How We Chose the Best Credit Cards for Seniors
Choosing which credit card to apply for can be challenging. To help, we’ve narrowed down the choices to what we believe are the best credit cards for seniors. We evaluated criteria like annual fees, perks and rewards, APR rates, and sign-up bonuses to create a curated list with an option for every older adult.
Do I Need a Credit Card?
When used wisely, a credit card is a useful tool for managing your finances. But whether or not you need one depends on you. Some older adults find credit cards too tempting, causing them to spend money they don’t have on goods they can’t afford. Others like using credit cards for the perks like travel rewards and cash back. Still others need one to help build up credit so they can get approved for a loan in the future.
Whichever side you lean toward, it’s important to know that seniors aren’t immune to credit card debt. As of the fall of 2021, adults over the age of 60 owe more than $145 billion in credit card debt, which is more than other age groups.3 If you decide to get a credit card, make sure you have the means to pay off your balance each month. That might be Social Security funds, other retirement funds or a pension, savings, or earnings from a part-time job.
How to Choose the Right Credit Card
Even with a narrowed down list to choose from, you might still be wondering, how could I possibly pick one? Here are a few questions to ask yourself before choosing.
1. What is your credit score?
Your credit score helps determine your approval for a new credit card. Most credit card companies, or affiliate companies, advertise the score range needed for approval. Check your credit score online and compare it to that range. Doing this can help you narrow down your options, especially if you don’t have stellar credit.
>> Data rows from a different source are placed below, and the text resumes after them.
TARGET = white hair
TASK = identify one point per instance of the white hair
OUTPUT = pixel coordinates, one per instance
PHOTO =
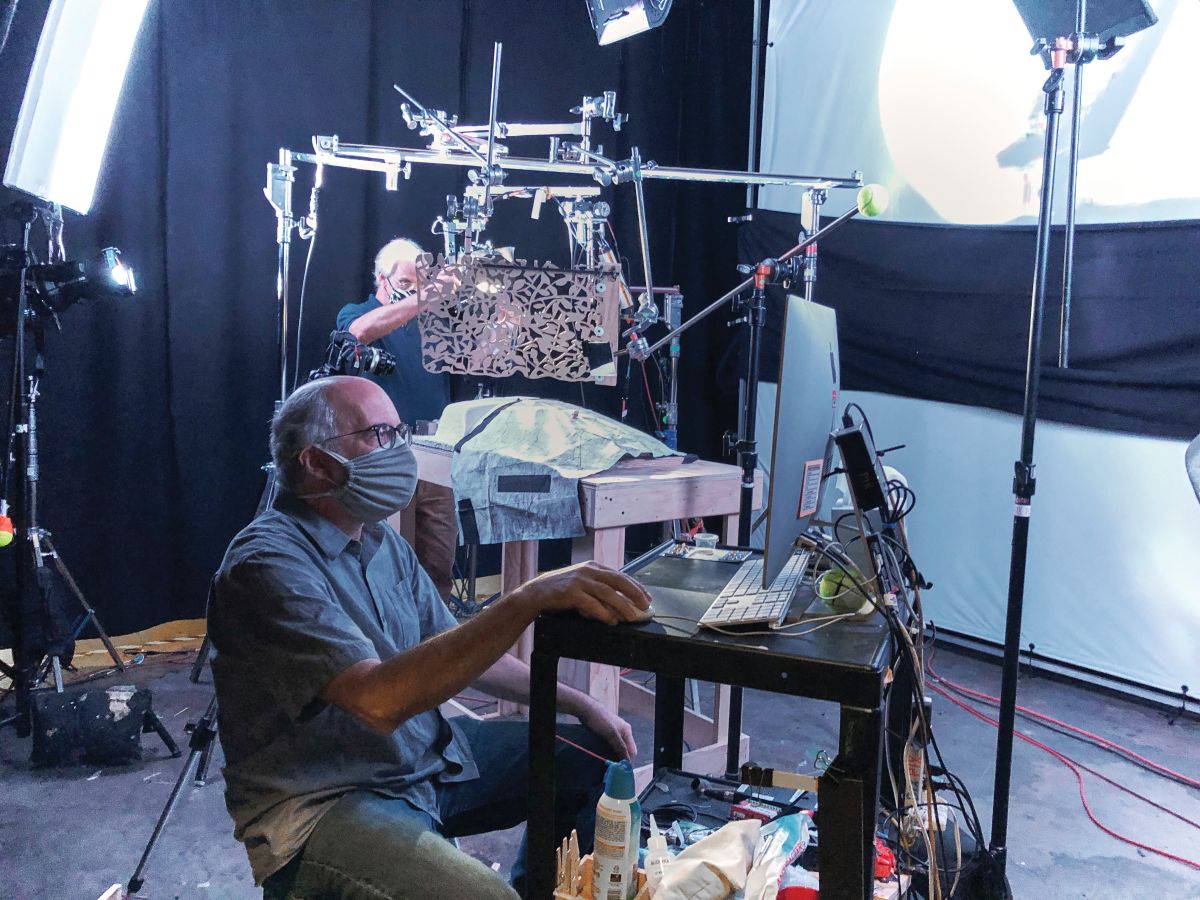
(306, 418)
(399, 250)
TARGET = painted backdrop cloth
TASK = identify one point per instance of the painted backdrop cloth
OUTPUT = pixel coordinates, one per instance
(516, 475)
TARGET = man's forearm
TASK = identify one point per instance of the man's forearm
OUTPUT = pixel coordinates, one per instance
(508, 678)
(387, 694)
(372, 325)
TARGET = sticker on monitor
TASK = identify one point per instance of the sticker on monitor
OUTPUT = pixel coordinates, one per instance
(810, 493)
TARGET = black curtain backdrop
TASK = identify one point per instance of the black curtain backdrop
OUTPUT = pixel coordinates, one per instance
(154, 414)
(942, 312)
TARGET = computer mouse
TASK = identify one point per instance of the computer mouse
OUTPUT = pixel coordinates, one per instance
(642, 616)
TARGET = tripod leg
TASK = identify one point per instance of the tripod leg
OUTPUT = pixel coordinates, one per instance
(202, 771)
(202, 657)
(202, 739)
(136, 880)
(83, 601)
(153, 723)
(58, 673)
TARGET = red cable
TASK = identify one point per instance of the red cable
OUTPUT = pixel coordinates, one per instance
(581, 749)
(1116, 784)
(1079, 777)
(1090, 736)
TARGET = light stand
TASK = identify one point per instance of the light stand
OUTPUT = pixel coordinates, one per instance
(1078, 48)
(37, 555)
(280, 179)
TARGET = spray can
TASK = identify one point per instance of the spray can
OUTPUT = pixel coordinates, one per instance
(618, 829)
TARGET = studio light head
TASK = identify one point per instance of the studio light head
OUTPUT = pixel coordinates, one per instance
(617, 19)
(70, 99)
(51, 288)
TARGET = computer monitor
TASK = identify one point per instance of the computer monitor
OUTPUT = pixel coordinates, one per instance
(805, 415)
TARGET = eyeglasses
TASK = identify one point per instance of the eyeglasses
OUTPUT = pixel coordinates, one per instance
(387, 435)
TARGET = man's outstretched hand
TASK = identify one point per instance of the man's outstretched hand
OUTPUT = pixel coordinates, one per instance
(611, 729)
(587, 588)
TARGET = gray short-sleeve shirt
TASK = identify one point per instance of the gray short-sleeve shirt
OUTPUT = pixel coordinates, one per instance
(294, 603)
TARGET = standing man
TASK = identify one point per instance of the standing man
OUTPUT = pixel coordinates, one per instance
(388, 319)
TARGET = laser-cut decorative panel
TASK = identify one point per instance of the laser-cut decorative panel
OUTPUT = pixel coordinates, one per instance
(513, 318)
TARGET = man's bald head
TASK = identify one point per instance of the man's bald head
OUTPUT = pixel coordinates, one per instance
(319, 411)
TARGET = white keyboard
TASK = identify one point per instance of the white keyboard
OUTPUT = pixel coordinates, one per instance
(743, 600)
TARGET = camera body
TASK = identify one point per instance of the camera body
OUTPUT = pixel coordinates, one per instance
(348, 355)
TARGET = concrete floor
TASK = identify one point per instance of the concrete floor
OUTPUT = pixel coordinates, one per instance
(70, 834)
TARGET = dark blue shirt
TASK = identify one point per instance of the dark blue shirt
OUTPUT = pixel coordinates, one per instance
(417, 394)
(294, 604)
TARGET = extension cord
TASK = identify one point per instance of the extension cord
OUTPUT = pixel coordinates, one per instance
(916, 823)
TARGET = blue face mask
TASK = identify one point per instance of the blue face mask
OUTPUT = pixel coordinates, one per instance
(377, 485)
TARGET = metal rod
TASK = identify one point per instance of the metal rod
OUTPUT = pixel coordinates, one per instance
(816, 198)
(389, 159)
(755, 78)
(1024, 484)
(497, 49)
(737, 289)
(285, 174)
(643, 229)
(1068, 258)
(442, 124)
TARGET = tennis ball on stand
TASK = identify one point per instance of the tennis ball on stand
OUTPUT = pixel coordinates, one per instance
(840, 594)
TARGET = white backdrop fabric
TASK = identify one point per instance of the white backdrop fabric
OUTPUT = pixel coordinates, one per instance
(1111, 580)
(941, 102)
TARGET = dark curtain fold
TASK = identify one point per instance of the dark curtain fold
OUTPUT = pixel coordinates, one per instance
(942, 312)
(154, 415)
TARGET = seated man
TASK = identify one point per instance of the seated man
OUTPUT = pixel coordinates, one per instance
(333, 655)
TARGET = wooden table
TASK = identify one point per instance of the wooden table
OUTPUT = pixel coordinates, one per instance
(631, 492)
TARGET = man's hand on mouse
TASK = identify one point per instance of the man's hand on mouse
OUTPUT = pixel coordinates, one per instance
(588, 588)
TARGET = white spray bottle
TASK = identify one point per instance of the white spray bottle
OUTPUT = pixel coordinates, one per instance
(618, 828)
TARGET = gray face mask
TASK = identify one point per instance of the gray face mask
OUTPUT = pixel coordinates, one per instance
(378, 484)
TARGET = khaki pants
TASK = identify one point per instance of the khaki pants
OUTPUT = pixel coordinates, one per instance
(429, 525)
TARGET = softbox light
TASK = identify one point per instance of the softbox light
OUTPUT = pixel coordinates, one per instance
(1107, 18)
(618, 19)
(70, 99)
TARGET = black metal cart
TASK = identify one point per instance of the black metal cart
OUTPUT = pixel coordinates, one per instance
(853, 664)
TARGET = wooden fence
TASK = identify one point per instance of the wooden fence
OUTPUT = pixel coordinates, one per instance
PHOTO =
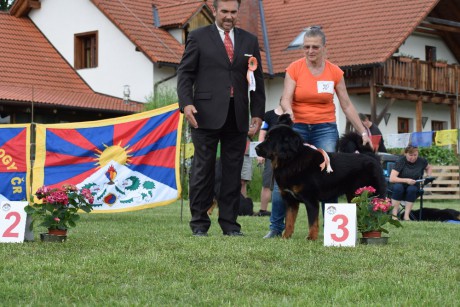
(446, 185)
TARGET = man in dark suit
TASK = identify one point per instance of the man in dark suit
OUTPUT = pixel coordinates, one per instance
(213, 95)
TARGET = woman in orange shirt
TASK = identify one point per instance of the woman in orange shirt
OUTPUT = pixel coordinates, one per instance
(308, 96)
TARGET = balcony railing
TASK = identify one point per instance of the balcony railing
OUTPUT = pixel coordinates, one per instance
(414, 75)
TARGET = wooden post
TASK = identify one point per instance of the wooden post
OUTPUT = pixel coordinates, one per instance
(373, 96)
(418, 114)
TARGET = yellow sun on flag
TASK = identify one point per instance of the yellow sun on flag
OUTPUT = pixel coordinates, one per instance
(113, 153)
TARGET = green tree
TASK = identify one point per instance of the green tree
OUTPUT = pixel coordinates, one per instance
(5, 4)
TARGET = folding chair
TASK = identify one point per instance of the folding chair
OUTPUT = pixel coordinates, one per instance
(388, 163)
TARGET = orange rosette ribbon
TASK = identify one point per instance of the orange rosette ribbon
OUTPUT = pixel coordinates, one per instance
(252, 66)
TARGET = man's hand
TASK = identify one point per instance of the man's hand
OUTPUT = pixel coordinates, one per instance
(260, 161)
(367, 140)
(189, 112)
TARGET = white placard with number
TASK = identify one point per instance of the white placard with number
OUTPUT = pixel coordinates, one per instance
(252, 149)
(340, 227)
(12, 221)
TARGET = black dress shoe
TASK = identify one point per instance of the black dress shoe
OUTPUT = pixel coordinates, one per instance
(273, 234)
(235, 233)
(200, 233)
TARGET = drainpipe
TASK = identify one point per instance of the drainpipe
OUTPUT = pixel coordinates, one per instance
(155, 86)
(265, 34)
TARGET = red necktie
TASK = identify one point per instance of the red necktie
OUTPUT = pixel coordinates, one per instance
(228, 45)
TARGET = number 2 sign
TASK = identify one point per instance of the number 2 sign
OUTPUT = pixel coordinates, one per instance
(12, 221)
(340, 225)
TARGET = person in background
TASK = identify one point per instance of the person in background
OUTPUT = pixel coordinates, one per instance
(373, 130)
(213, 94)
(270, 119)
(309, 87)
(403, 176)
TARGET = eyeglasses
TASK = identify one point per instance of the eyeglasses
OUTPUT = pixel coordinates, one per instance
(313, 47)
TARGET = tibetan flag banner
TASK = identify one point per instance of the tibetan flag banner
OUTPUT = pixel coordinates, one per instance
(14, 162)
(422, 139)
(128, 163)
(446, 137)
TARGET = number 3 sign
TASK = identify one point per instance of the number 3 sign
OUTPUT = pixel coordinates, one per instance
(12, 221)
(340, 225)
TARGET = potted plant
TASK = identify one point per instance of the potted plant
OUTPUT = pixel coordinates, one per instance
(373, 213)
(57, 208)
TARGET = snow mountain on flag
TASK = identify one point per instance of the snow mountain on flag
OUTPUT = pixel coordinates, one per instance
(114, 186)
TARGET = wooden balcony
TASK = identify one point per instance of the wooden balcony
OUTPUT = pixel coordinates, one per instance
(415, 76)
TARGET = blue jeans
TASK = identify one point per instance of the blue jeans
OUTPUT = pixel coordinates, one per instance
(323, 136)
(405, 192)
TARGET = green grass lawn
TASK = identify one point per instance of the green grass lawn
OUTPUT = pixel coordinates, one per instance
(149, 257)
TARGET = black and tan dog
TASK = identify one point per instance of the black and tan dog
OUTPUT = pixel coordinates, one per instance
(303, 174)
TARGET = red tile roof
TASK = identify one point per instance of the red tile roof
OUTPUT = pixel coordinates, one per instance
(359, 32)
(135, 19)
(178, 13)
(31, 69)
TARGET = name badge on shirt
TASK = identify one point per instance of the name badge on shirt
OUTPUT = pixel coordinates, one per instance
(325, 87)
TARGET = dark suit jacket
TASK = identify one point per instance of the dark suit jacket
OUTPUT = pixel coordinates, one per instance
(206, 74)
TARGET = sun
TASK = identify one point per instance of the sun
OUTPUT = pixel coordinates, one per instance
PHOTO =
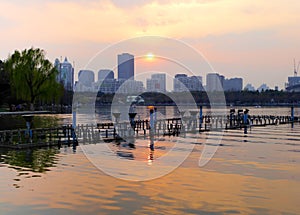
(149, 56)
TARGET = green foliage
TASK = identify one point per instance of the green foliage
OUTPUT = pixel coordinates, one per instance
(32, 77)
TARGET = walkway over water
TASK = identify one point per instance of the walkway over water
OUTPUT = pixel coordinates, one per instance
(85, 134)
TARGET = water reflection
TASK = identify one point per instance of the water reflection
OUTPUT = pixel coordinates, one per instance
(35, 160)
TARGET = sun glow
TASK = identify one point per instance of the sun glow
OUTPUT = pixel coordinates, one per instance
(149, 56)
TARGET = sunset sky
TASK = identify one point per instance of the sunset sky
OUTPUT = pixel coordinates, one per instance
(253, 39)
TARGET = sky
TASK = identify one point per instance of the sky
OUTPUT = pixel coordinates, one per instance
(253, 39)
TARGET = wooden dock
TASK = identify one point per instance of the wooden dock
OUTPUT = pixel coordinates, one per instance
(87, 134)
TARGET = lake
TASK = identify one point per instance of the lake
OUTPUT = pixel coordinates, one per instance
(257, 173)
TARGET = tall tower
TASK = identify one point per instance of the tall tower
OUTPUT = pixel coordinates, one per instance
(125, 66)
(66, 74)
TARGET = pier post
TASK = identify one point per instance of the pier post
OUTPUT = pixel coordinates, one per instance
(245, 121)
(200, 118)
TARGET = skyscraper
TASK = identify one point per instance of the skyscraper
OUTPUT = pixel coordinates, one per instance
(125, 66)
(104, 74)
(65, 74)
(233, 84)
(86, 77)
(157, 83)
(214, 82)
(183, 83)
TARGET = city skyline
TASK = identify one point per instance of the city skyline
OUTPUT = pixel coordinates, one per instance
(239, 38)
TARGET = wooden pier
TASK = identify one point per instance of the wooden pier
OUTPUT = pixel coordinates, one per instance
(87, 134)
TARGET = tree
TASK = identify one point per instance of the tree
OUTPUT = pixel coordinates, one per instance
(32, 77)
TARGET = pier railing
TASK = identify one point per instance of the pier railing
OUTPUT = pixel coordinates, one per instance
(86, 134)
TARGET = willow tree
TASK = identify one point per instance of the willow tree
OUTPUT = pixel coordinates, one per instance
(32, 76)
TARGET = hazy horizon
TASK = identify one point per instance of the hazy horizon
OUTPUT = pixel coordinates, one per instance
(255, 40)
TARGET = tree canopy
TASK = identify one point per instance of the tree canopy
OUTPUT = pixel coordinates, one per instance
(32, 76)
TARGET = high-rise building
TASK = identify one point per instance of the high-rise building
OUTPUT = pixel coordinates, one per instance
(183, 83)
(65, 73)
(157, 83)
(263, 87)
(104, 74)
(214, 82)
(86, 77)
(249, 87)
(130, 86)
(125, 66)
(233, 84)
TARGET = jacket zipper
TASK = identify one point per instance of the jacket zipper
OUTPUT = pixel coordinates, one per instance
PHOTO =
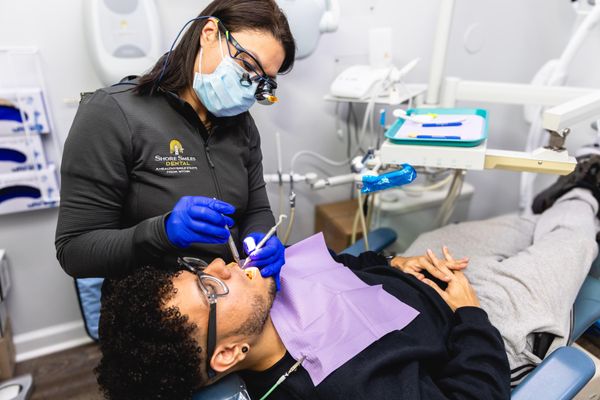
(213, 173)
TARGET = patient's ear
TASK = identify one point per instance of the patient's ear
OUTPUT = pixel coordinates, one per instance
(226, 356)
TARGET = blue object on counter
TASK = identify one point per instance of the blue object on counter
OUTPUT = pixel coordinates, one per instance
(472, 131)
(386, 181)
(433, 125)
(10, 113)
(438, 137)
(13, 192)
(12, 155)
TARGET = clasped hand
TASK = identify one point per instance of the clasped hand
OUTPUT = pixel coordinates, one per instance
(458, 293)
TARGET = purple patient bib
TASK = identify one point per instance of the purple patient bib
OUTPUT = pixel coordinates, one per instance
(324, 312)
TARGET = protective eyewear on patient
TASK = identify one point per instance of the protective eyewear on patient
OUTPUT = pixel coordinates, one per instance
(212, 288)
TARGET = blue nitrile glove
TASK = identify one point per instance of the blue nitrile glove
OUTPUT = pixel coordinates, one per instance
(269, 259)
(198, 219)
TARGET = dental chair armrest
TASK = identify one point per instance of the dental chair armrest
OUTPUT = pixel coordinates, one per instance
(586, 308)
(559, 377)
(379, 239)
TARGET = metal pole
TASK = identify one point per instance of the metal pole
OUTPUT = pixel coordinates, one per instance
(440, 50)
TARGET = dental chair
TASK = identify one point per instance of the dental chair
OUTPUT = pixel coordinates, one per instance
(559, 377)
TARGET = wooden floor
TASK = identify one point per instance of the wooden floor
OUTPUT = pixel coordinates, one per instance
(69, 375)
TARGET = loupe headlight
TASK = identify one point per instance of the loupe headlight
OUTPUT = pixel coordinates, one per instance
(265, 92)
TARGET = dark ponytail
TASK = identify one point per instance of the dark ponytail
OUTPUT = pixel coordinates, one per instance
(236, 15)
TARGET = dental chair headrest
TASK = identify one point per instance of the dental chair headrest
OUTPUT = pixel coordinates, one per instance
(231, 387)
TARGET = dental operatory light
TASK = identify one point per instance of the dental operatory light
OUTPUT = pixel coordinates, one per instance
(309, 19)
(123, 37)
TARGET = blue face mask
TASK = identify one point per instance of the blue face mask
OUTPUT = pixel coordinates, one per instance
(222, 92)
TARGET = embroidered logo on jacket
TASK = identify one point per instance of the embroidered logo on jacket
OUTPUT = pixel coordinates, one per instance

2. What are your financial goals?
You need a credit card that will help you meet your financial goals. So, what are they? Are you looking to build credit, save money on interest, or earn rewards? Choose a card that gets you closer to your goals, whether that’s frugally paying for a trip abroad with airline miles or making a large purchase, like a new appliance, without worrying about interest.
3. Do the benefits outweigh the cost?
When evaluating a credit card, make sure you read the fine print carefully. Does the card have a yearly fee? How much does it cost to transfer a balance? If there’s a zero percent introductory APR, what’s the ongoing APR? You need to decide if the cash-back or travel perks make up for any annual fees, foreign transaction fees, or a higher APR.